I was looking at something like this one.
https://www.amazon.com/Havit-HV-F20...NMB3KS/ref=sr_1_6?s=pc&ie=UTF8&qid=1537482670

Or maybe this smaller one.
https://www.amazon.com/Tree-New-Bee-TBR-K16-Cooling/dp/B017GGKIRA

Thanks


----------



## JoeKustra (Dec 7, 2012)

Lord_Vader said:


> My bolt just died and I'm in the process of ordering a new one. I don't know if it was heat, but I plan to have some sort of additional cooling for the new one.
> Does anyone use a laptop cooling pad? Does it work well.
> I was looking at something like this one.
> https://www.amazon.com/Havit-HV-F20...NMB3KS/ref=sr_1_6?s=pc&ie=UTF8&qid=1537482670
> ...


First, I don't have a Bolt. Now, after following this problem since day one, it's obvious that to get a Bolt's temperature down, get rid of the heat. There are a lot of fans with AC Infinity being popular (USB powered). With three Roamio boxes in good to bad enclosures, I find the most effective way to cool a TiVo is blow that heat away. Look at your environment. What's the best way to get rid of that heat? A Roamio has vents on the left and right with the internal fan sending the air from left to right. So I put a fan on the left side. Bolts vent down. Raise it and blow that hot air away. I don't not feel a laptop cooler is a good solution. This is extreme, but you will learn a lot: My Awesome BOLT Cooling Mods ;-)


----------



## jlb (Dec 13, 2001)

Check out this thread for all sorts of ideas: Bolt + ODT Temp

Also, I second what Joe said about the AC Infinity fans. My Bolt is in the open and was never too too hot, but I like to tinker anyways. So I raised mine with homemade risers from Stok Cold Brew bottle tops. I also bought one of the Infinity fans: https://www.amazon.com/gp/product/B01MZ6T8VF/

I have mine standing on its side blowing across the back of the bolt. It's on the medium setting. I am usually around 50 now.

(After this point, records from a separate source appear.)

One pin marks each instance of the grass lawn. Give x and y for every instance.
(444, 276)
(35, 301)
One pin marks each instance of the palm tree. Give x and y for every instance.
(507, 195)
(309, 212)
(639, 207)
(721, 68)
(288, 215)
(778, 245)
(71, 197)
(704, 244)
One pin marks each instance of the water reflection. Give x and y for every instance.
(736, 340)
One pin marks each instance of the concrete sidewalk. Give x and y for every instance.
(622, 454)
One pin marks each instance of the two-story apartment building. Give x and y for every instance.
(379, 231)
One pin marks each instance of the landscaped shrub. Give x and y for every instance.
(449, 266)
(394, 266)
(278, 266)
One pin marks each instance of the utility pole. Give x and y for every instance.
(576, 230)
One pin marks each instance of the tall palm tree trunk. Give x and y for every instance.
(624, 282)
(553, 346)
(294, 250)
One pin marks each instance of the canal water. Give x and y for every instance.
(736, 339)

Here are some pics of my DiY cooling "mods". Certainly not as unique as Joe's, but I digress.


----------



## JoeKustra (Dec 7, 2012)

This could be a coincidence. In the room with my 3TB Roamio, Arris SB8200 cable modem, Netgear R8000 router and all have fans the ambient temp is 5F higher than the adjacent room. There is a TV, but it's seldom used.


----------



## Lord_Vader (Jan 29, 2009)

Thanks


----------